Par Elodie Stockman,
Jeunes CSC Bruxelles

Nul.le ne peut nier la montée de l’extrême droite en Occident, en Belgique comme ailleurs. Cette montée de l’extrême droite se traduit également par la récupération d’un certain féminisme par les partis nationalistes occidentaux et le vent néolibéral qui souffle sur toute la planète. Ce féminisme se traduit par une infantilisation de la femme racisée[1], en particulier musulmane, soumise à un diktat patriarcal dont la femme blanche aurait, réussi à s’extirper tout du moins en partie.

Tout d’abord de quoi s’agit-il ? Dans un contexte politique où l’extrême droite se renforce un peu partout en Occident, il n’est pas inutile d’expliquer ces deux concepts, travaillés par de nombreux/ses auteur.e.s. Si le fémonationalisme peut s’entendre comme étant une « mobilisation des idées féministes à des fins racistes et souvent islamophobes par les partis nationalistes et les gouvernements néolibéraux[2] », l’homonationalisme peut être décrit comme un  mouvement de récupération par les partis nationalistes dans le but de légitimer une culture LGBTQI+[3] essentiellement blanche et appartenant aux couches aisées des populations, au détriment des populations racisées et spécifiquement musulmanes.
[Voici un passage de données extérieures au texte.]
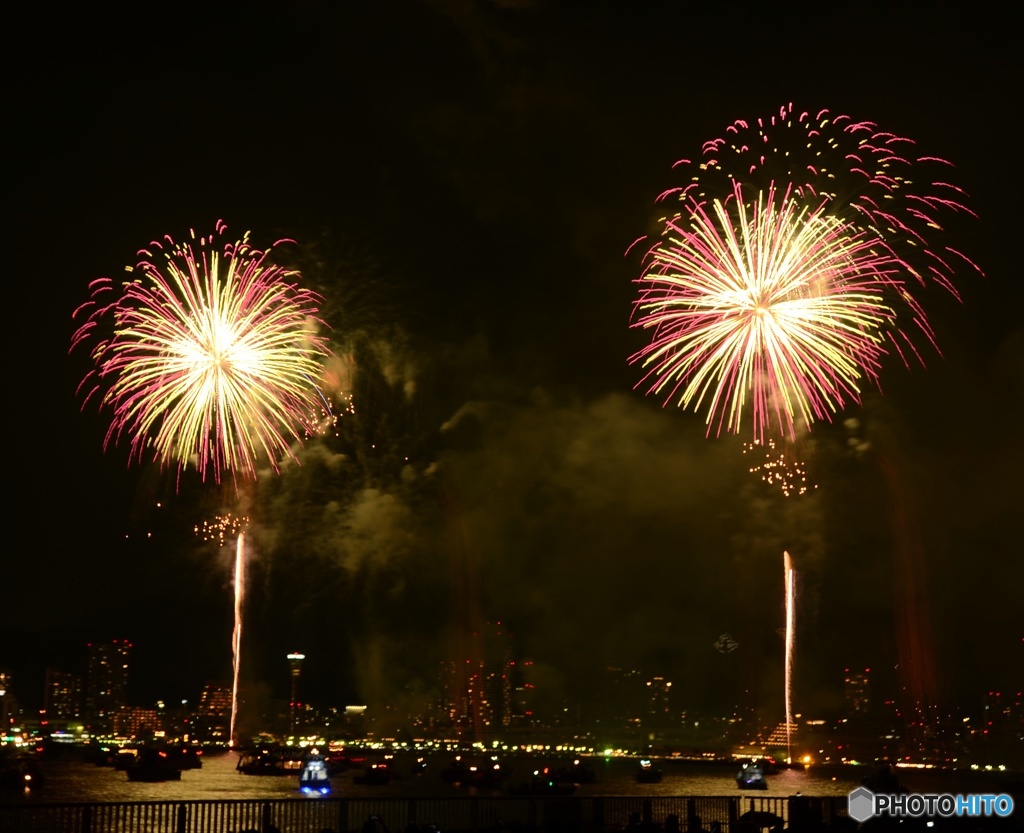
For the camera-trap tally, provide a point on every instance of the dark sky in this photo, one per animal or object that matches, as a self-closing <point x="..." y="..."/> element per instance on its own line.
<point x="463" y="180"/>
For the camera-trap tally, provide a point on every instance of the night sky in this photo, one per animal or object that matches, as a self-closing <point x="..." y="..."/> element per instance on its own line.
<point x="463" y="180"/>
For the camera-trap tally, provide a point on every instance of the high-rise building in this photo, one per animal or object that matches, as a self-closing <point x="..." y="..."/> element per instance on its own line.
<point x="294" y="706"/>
<point x="479" y="688"/>
<point x="62" y="696"/>
<point x="107" y="683"/>
<point x="8" y="703"/>
<point x="658" y="702"/>
<point x="212" y="719"/>
<point x="856" y="689"/>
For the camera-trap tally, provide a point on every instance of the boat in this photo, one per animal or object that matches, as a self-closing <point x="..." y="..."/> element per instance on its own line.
<point x="579" y="772"/>
<point x="647" y="773"/>
<point x="379" y="773"/>
<point x="268" y="761"/>
<point x="314" y="779"/>
<point x="753" y="776"/>
<point x="475" y="772"/>
<point x="152" y="765"/>
<point x="543" y="782"/>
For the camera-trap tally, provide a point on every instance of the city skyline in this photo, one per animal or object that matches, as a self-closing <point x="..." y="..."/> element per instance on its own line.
<point x="463" y="191"/>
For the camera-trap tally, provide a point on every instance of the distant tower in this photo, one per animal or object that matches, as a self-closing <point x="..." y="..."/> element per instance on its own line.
<point x="62" y="696"/>
<point x="5" y="700"/>
<point x="856" y="686"/>
<point x="107" y="686"/>
<point x="295" y="662"/>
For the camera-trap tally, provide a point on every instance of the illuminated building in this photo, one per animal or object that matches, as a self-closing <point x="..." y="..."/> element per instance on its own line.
<point x="133" y="721"/>
<point x="856" y="690"/>
<point x="658" y="708"/>
<point x="478" y="689"/>
<point x="295" y="663"/>
<point x="211" y="721"/>
<point x="8" y="705"/>
<point x="107" y="683"/>
<point x="62" y="696"/>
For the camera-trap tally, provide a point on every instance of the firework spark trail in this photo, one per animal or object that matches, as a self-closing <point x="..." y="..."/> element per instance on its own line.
<point x="791" y="621"/>
<point x="767" y="299"/>
<point x="213" y="360"/>
<point x="240" y="590"/>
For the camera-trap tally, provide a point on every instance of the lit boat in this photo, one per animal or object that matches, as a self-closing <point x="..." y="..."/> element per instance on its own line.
<point x="314" y="779"/>
<point x="475" y="772"/>
<point x="647" y="773"/>
<point x="752" y="776"/>
<point x="153" y="765"/>
<point x="379" y="772"/>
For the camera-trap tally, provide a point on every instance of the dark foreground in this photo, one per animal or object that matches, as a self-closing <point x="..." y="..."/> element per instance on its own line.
<point x="471" y="815"/>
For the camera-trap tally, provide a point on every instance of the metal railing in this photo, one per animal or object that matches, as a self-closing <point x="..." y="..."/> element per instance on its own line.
<point x="474" y="815"/>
En premier lieu, parlons du fémonationalisme, qui a été longuement exploré et développé par Sara Farris[4], assistante professeure en sociologie à l’Université de Londres et écrivaine. Cette récupération politique et stratégique se fait sans aucun accord établi entre les mouvements féministes et les différentes instances de pouvoir. Les partis nationalistes affichent des postures résolument identitaires, reliées à une « culture ethnique» spécifique qui peut être occidentale ou plus précisément belge, française, hongroise… Ces assises identitaires permettent de hiérarchiser les personnes suivant leur couleur de peau, leur religion, leur origine. Nous parlons ici d’une catégorisation où l’homme blanc tient la place haute, toujours, au détriment des hommes racisés, présentés comme l’incarnation de la misogynie et du patriarcat. Ces hommes racisés sont le m(â)l(e) incarné, l’homme blanc le sauveur des pauvres femmes soumises.
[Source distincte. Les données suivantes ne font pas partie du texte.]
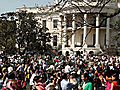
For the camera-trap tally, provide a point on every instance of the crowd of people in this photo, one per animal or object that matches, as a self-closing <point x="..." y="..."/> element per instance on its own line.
<point x="83" y="72"/>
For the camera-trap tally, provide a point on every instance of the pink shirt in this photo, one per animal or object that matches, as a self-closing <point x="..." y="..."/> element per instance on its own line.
<point x="9" y="85"/>
<point x="108" y="86"/>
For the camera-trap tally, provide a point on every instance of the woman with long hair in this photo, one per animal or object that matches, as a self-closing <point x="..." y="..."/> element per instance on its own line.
<point x="86" y="85"/>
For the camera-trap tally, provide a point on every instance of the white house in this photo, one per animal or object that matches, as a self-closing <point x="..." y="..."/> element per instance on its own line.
<point x="71" y="29"/>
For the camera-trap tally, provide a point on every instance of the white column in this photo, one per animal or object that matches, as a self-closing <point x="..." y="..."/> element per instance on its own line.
<point x="108" y="32"/>
<point x="60" y="29"/>
<point x="64" y="33"/>
<point x="85" y="30"/>
<point x="73" y="31"/>
<point x="97" y="32"/>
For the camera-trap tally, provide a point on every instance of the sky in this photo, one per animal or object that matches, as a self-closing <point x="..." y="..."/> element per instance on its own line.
<point x="11" y="5"/>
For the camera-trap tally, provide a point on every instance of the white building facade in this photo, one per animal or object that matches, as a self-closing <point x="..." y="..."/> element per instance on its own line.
<point x="71" y="29"/>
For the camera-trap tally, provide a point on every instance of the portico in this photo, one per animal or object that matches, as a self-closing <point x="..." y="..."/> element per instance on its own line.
<point x="79" y="36"/>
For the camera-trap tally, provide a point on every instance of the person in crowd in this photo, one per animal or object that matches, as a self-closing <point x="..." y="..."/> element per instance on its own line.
<point x="65" y="84"/>
<point x="12" y="83"/>
<point x="86" y="85"/>
<point x="32" y="77"/>
<point x="114" y="82"/>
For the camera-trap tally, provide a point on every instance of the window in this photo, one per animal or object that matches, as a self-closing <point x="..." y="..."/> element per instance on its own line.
<point x="55" y="40"/>
<point x="105" y="40"/>
<point x="81" y="39"/>
<point x="94" y="37"/>
<point x="44" y="23"/>
<point x="55" y="23"/>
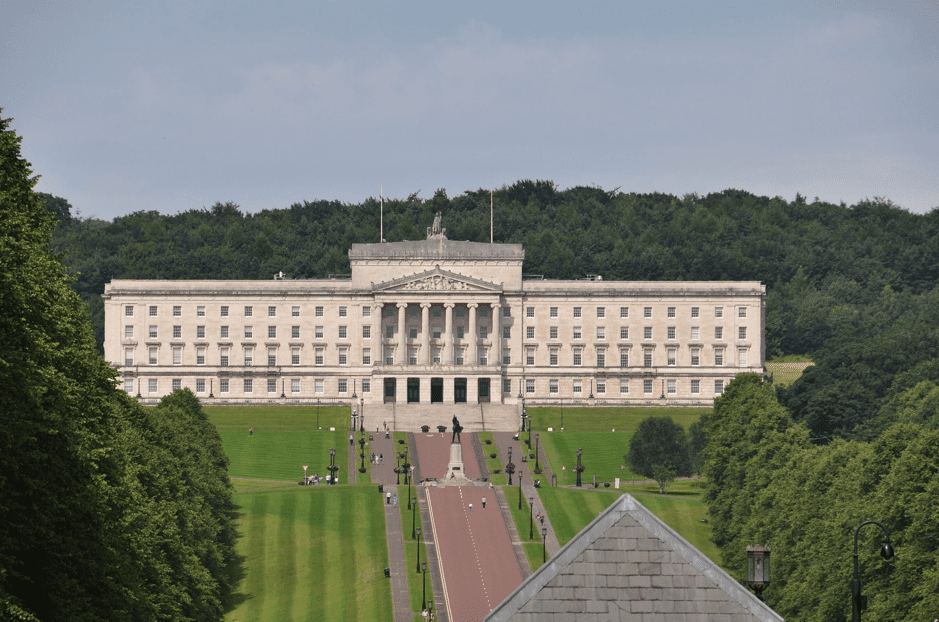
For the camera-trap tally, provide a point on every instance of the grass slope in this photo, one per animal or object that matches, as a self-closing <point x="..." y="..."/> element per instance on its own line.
<point x="312" y="553"/>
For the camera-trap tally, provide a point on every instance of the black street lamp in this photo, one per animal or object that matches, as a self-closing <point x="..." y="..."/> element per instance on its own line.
<point x="531" y="518"/>
<point x="758" y="569"/>
<point x="858" y="600"/>
<point x="418" y="550"/>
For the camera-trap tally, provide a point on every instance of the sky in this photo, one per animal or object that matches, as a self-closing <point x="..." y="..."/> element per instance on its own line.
<point x="173" y="106"/>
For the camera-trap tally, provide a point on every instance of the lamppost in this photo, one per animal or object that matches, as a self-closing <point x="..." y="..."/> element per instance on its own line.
<point x="418" y="550"/>
<point x="531" y="518"/>
<point x="423" y="586"/>
<point x="758" y="569"/>
<point x="510" y="468"/>
<point x="858" y="600"/>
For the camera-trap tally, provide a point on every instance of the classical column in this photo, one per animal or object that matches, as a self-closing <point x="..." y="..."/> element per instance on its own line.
<point x="472" y="337"/>
<point x="446" y="356"/>
<point x="402" y="335"/>
<point x="425" y="333"/>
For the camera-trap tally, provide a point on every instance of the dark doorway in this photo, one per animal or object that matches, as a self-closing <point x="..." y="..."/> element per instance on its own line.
<point x="414" y="390"/>
<point x="484" y="390"/>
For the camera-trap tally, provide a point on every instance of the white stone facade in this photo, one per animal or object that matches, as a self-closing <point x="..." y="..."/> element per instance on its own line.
<point x="435" y="321"/>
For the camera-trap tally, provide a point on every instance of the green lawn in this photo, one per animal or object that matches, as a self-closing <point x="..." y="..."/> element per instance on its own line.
<point x="312" y="553"/>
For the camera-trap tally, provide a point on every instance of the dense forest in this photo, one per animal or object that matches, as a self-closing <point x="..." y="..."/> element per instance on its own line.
<point x="854" y="287"/>
<point x="108" y="510"/>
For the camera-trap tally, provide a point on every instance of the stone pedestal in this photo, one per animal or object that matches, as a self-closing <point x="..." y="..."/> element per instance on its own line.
<point x="455" y="466"/>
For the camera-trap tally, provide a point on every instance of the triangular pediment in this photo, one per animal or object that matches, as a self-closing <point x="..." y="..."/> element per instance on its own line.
<point x="437" y="280"/>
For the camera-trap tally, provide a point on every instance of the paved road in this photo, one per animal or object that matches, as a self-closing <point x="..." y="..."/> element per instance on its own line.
<point x="478" y="566"/>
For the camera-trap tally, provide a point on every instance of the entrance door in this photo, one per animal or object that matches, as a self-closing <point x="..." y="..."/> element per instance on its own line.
<point x="414" y="390"/>
<point x="483" y="390"/>
<point x="459" y="390"/>
<point x="436" y="390"/>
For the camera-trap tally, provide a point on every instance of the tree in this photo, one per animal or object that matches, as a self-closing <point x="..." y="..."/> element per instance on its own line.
<point x="659" y="450"/>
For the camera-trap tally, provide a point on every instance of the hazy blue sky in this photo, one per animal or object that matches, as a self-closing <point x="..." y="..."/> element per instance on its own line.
<point x="172" y="106"/>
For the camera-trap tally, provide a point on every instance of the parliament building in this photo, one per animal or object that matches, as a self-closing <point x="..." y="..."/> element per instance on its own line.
<point x="435" y="321"/>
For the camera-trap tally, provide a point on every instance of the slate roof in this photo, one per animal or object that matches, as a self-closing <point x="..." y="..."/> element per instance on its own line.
<point x="629" y="565"/>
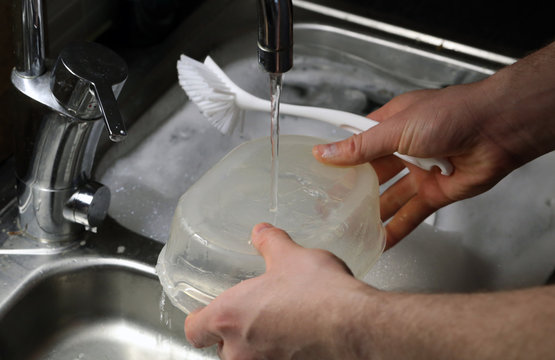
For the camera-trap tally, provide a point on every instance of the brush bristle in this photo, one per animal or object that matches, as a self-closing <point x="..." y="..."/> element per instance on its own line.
<point x="213" y="97"/>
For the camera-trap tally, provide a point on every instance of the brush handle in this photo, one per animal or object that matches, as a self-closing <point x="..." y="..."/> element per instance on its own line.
<point x="356" y="124"/>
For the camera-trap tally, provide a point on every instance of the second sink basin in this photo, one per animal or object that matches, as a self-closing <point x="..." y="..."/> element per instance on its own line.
<point x="102" y="309"/>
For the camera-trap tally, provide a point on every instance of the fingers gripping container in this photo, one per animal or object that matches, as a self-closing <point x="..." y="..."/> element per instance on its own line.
<point x="320" y="206"/>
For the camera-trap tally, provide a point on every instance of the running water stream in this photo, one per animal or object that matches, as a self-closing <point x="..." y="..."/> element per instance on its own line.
<point x="275" y="94"/>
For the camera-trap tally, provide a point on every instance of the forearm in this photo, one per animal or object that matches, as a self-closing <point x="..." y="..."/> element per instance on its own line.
<point x="503" y="325"/>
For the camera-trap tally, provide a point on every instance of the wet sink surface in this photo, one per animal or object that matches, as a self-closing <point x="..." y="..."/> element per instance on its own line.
<point x="104" y="311"/>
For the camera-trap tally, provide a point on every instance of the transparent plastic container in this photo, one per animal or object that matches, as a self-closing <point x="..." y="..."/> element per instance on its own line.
<point x="320" y="206"/>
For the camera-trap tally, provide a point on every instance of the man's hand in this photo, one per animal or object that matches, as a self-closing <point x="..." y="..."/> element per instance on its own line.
<point x="300" y="308"/>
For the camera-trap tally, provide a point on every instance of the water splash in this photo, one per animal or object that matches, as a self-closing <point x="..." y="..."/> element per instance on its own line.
<point x="275" y="94"/>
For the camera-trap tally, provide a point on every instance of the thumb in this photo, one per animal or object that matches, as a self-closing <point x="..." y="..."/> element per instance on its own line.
<point x="371" y="144"/>
<point x="272" y="243"/>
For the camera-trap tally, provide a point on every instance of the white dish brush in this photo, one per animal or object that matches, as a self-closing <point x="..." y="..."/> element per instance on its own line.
<point x="222" y="102"/>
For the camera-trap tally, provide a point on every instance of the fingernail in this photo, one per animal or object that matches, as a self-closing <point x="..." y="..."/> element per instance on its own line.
<point x="327" y="151"/>
<point x="260" y="227"/>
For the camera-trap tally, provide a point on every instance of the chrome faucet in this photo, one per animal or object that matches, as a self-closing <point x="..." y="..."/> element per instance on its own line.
<point x="55" y="146"/>
<point x="275" y="35"/>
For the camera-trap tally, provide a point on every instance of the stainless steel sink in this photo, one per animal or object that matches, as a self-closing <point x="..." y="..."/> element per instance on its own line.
<point x="100" y="297"/>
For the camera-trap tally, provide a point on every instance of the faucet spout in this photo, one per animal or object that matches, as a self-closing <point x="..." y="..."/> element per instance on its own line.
<point x="29" y="38"/>
<point x="275" y="35"/>
<point x="56" y="139"/>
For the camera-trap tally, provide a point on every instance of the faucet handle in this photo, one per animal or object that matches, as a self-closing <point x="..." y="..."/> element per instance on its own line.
<point x="86" y="80"/>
D’une part, l’islamophobie ambiante (et fortement renforcée depuis le 11 septembre 2001) permet de diaboliser toute une population. Le féminisme est ici présenté comme une manière de sauver les femmes musulmanes, en leur imposant de « se libérer » dans une conception très univoque du sens de ce mot. En effet, le fémonationalisme ne considère pas qu’une femme musulmane puisse avoir sa propre réflexion et ses propres choix concernant sa manière de s’habiller ou de réfléchir. Celle-ci est présentée comme nécessairement « soumise », « silencieuse » et « malheureuse ». Son seul salut résiderait dans l’intégration des valeurs présentées comme « occidentales » (rejet du port du voile et dévoilement du corps).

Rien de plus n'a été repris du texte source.